Es gab auch schon vor 1454, dem Jahr der ersten datierbaren Druckerzeugnisse aus Gutenbergs Werkstatt, Bücher. Nur waren sie zumeist Unikate: Man schrieb sie – und das im vollen Wortsinn. Wollte man Bilder, malte man sie eben – Seite für Seite, Buch für Buch. Das erklärt, warum die „Auflage“ jedes Buches minimal war, was sich auch kaum änderte, als man daran ging, Schriften in Werkstätten von zahlreichen Schreibern vervielfältigen zu lassen. Seit dem späten 14. Jahrhundert kannte man schließlich das Verfahren, Holzdruckstöcke auf Papier zu drucken. Für jede Seite musste also ein Holzstück gefertigt werden, das ausschließlich für diese eine Seite genutzt werden konnte und zwar nur so lange, wie es die allmähliche Abnutzung zuließ.

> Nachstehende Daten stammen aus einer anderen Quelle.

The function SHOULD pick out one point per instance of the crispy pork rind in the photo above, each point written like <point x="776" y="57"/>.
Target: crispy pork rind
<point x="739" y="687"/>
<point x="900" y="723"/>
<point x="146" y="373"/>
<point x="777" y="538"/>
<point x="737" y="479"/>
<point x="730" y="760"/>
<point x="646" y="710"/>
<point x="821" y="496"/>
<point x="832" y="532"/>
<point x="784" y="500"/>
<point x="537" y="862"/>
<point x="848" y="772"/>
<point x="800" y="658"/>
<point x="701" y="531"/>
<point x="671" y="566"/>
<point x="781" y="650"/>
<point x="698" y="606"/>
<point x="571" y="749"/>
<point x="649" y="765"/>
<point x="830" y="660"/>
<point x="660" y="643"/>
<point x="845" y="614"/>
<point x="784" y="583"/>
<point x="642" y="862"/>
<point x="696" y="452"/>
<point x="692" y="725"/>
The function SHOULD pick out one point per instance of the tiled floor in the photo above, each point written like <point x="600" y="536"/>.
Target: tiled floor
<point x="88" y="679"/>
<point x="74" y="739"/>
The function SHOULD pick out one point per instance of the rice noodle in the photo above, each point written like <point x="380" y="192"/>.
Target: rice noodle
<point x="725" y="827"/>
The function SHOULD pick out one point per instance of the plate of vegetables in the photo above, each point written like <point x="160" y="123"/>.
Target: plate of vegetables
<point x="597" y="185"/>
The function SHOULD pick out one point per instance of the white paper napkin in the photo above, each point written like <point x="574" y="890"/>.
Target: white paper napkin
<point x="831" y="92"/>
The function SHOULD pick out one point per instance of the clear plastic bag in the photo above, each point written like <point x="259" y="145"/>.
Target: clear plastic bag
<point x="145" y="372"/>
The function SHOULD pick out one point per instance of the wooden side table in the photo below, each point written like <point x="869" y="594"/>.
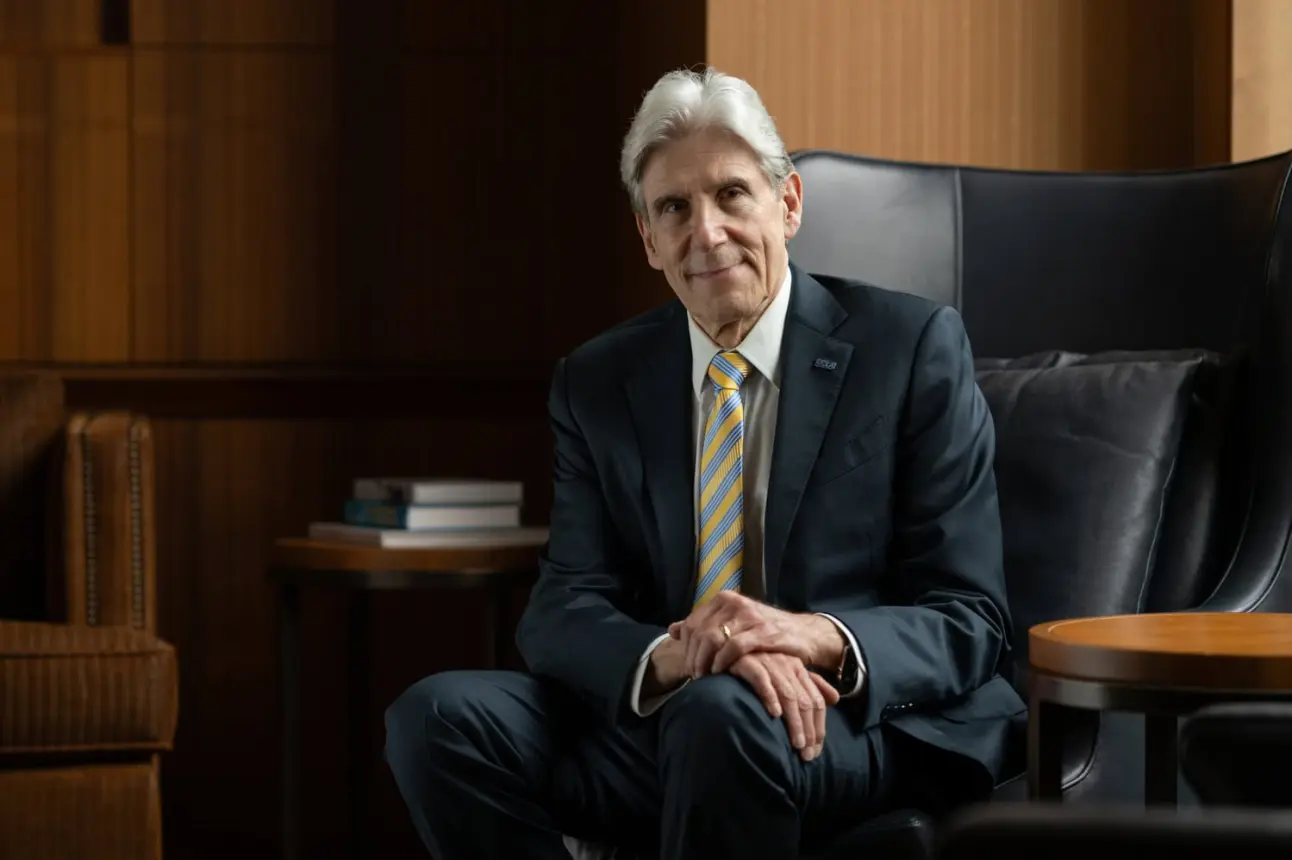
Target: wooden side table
<point x="296" y="564"/>
<point x="1162" y="665"/>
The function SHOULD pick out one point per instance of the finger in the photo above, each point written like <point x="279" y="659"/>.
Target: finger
<point x="813" y="706"/>
<point x="827" y="690"/>
<point x="700" y="650"/>
<point x="757" y="677"/>
<point x="792" y="708"/>
<point x="738" y="646"/>
<point x="819" y="714"/>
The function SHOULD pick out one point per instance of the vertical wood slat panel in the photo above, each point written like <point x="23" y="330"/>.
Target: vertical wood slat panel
<point x="1035" y="84"/>
<point x="65" y="154"/>
<point x="1261" y="78"/>
<point x="48" y="23"/>
<point x="234" y="205"/>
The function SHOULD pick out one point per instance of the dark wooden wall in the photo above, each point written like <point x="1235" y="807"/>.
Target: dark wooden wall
<point x="313" y="239"/>
<point x="317" y="239"/>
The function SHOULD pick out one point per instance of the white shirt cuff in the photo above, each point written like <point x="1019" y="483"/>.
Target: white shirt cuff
<point x="857" y="655"/>
<point x="653" y="703"/>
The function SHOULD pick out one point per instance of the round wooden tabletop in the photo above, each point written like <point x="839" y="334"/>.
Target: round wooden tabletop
<point x="304" y="554"/>
<point x="1194" y="650"/>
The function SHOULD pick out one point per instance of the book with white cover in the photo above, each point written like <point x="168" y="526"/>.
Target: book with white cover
<point x="442" y="517"/>
<point x="405" y="539"/>
<point x="439" y="491"/>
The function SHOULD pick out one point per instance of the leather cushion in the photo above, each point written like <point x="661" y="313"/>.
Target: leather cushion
<point x="72" y="688"/>
<point x="1206" y="504"/>
<point x="1084" y="453"/>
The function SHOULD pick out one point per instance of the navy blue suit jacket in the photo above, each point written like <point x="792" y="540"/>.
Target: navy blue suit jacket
<point x="881" y="510"/>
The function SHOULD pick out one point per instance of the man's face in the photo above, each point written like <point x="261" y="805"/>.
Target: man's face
<point x="717" y="229"/>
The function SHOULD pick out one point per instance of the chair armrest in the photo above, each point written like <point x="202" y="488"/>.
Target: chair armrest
<point x="72" y="688"/>
<point x="1239" y="754"/>
<point x="109" y="539"/>
<point x="1030" y="830"/>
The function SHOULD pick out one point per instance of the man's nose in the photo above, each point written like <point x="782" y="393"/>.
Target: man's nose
<point x="708" y="227"/>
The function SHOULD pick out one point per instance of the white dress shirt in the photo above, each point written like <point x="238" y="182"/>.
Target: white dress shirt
<point x="759" y="397"/>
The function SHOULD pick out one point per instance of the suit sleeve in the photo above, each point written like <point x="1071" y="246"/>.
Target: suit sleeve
<point x="574" y="629"/>
<point x="948" y="626"/>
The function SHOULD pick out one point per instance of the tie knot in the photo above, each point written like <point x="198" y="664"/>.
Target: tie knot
<point x="728" y="371"/>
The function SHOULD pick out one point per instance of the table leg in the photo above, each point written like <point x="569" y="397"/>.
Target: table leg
<point x="290" y="714"/>
<point x="359" y="688"/>
<point x="1044" y="752"/>
<point x="499" y="632"/>
<point x="1160" y="759"/>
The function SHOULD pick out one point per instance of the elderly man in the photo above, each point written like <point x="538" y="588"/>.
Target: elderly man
<point x="771" y="603"/>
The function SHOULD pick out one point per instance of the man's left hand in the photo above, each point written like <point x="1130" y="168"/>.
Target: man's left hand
<point x="752" y="626"/>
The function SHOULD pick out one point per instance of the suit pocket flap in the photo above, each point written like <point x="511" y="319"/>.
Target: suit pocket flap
<point x="859" y="448"/>
<point x="994" y="700"/>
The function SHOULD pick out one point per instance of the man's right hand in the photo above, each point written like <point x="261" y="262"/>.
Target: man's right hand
<point x="791" y="691"/>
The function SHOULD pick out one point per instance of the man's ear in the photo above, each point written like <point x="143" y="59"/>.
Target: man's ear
<point x="792" y="203"/>
<point x="649" y="243"/>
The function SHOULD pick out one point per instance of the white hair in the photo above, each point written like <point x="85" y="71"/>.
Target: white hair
<point x="684" y="102"/>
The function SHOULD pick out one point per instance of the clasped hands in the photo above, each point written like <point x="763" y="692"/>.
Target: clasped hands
<point x="768" y="648"/>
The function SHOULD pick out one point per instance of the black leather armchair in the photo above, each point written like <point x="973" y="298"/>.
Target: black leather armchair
<point x="1234" y="756"/>
<point x="1092" y="264"/>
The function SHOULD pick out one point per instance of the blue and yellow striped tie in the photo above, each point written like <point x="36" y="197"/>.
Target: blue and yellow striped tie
<point x="721" y="558"/>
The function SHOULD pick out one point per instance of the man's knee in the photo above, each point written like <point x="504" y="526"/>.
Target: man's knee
<point x="432" y="710"/>
<point x="720" y="717"/>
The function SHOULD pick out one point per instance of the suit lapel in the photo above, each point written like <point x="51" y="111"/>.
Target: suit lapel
<point x="813" y="367"/>
<point x="660" y="398"/>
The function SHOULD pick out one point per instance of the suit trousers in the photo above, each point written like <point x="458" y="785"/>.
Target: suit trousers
<point x="503" y="763"/>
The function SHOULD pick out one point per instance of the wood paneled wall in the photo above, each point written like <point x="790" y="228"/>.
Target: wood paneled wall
<point x="313" y="239"/>
<point x="1262" y="78"/>
<point x="1040" y="84"/>
<point x="317" y="239"/>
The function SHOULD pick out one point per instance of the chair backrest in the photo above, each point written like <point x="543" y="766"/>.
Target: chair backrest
<point x="1093" y="262"/>
<point x="31" y="431"/>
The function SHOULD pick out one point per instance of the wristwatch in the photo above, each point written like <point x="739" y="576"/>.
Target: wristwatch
<point x="844" y="675"/>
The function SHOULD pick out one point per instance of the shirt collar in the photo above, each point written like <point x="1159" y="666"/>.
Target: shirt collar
<point x="760" y="348"/>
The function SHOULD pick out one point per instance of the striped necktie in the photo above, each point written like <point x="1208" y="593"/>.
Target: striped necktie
<point x="721" y="555"/>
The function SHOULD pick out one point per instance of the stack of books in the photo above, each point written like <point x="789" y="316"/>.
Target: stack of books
<point x="432" y="513"/>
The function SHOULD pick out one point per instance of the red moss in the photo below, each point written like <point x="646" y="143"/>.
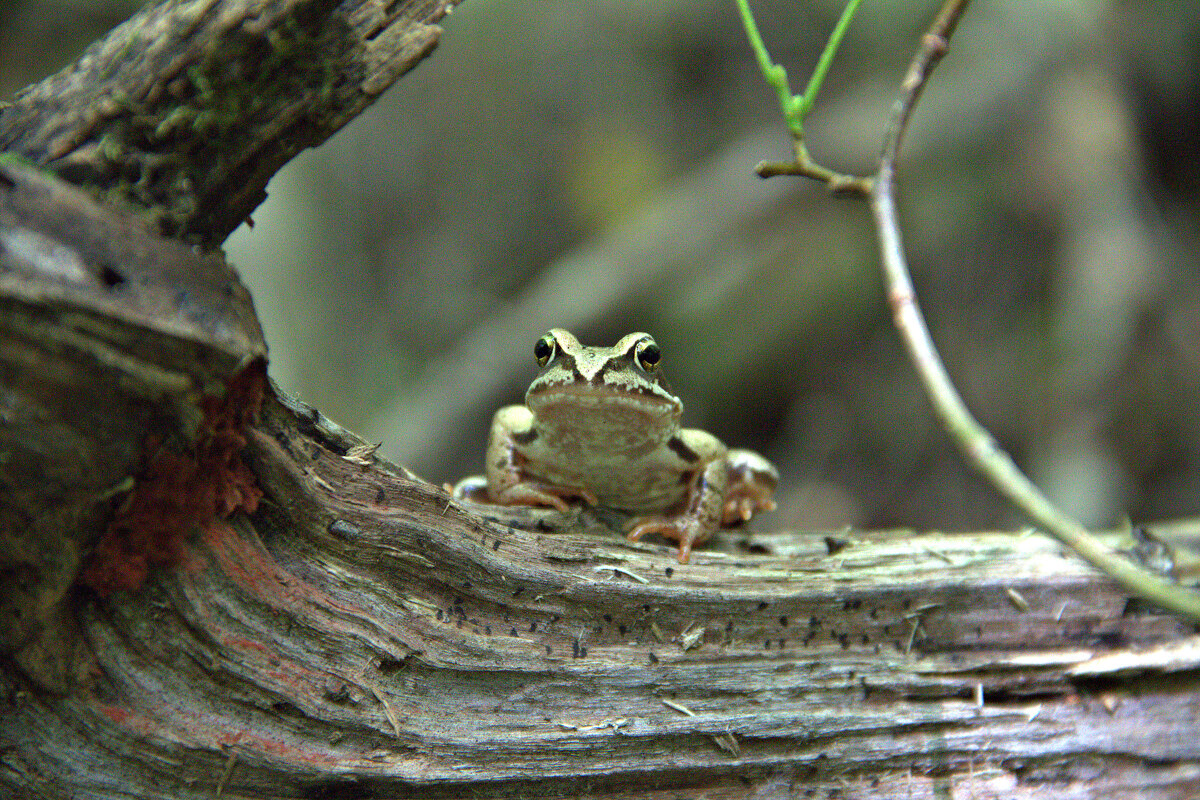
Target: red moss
<point x="179" y="493"/>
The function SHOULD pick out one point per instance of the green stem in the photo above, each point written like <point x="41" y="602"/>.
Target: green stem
<point x="819" y="73"/>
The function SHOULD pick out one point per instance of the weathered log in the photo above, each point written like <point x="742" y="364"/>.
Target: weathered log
<point x="355" y="632"/>
<point x="189" y="108"/>
<point x="210" y="589"/>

In dieser Situation musste Gutenbergs Konzept ein Selbstläufer werden. Er wollte hohe Auflagen, einwandfreien Druck und eine Wiederverwertbarkeit der Druckutensilien. Deshalb zerlegte er jeden Text in seine Einzelelemente, in Buchstaben, Zahlen und Satzzeichen. Diese „Figuren“ gravierte er in hartes Metall, womit er die zahlreichen Buchstaben, die ein Text enthält, in weiches Metall drücken konnte. Die so entstandenen Lettern mussten jetzt nur noch in die gewünschte Reihenfolge gebracht, mit Druckerschwärze versehen und auf angefeuchtetes Papier gedruckt werden. Wenn genügend Seiten gedruckt waren, konnte man die Zeichen wieder neu zusammenstellen. Der Faszination, eine Seite eigenhändig zusammenzustellen und Buchstaben physisch zu spüren, kann man im Druckladen des Gutenberg-Museums erliegen. Unter Anleitung gelernter Setzer kann man sich dort beim Drucken einer scheinbar altertümlichen Technik hingeben. Doch ihrem Prinzip nach ist sie hochaktuell. Wie damals werden auch heute Texte in die jeweils kleinsten verfügbaren Informationseinheiten zerlegt und neu zusammengesetzt. Und wie bislang benötigt man zum Druck auch heute (mehr denn je) Papier. Welche Sorten es gibt, wie man sie herstellt und wie sich Papier über die Jahrhunderte hinweg in den Regionen der Erde ausgebreitet hat, kann man in anderen Museumsräumen nachvollziehen. Dabei stößt man en passant auch auf solche Exponate wie die „Orakelknocheninschrift“, eine, wie erläutert wird, „reife chinesische Schrift im 15. bis 11. Jahrhundert v. Chr., die auf Schildkrötenpanzer oder Tierknochen graviert“ wurde. Oder aber auf eine von heute noch 49 existierenden Gutenberg-Bibeln aus den 1450er-Jahren, mit denen Gutenberg bewies, dass die „nova forma scribendi“ den Handschriften ästhetisch gleichwertig war. Bernd Apke

J. F. Schreiber: „Buchbinderwerkstatt“, Esslingen, 1836

Das Gutenberg-
Museum (Liebfrauenplatz 3–5, 55116 Mainz) ist dienstags bis sonntags von 10 bis 17 Uhr geöffnet. Bis 3. Oktober ist dort und an vier
weiteren Orten die Ausstellung „Gutenberg – aventur und kunst. Vom Geheimunternehmen zur ersten Medienrevolution“ zu sehen.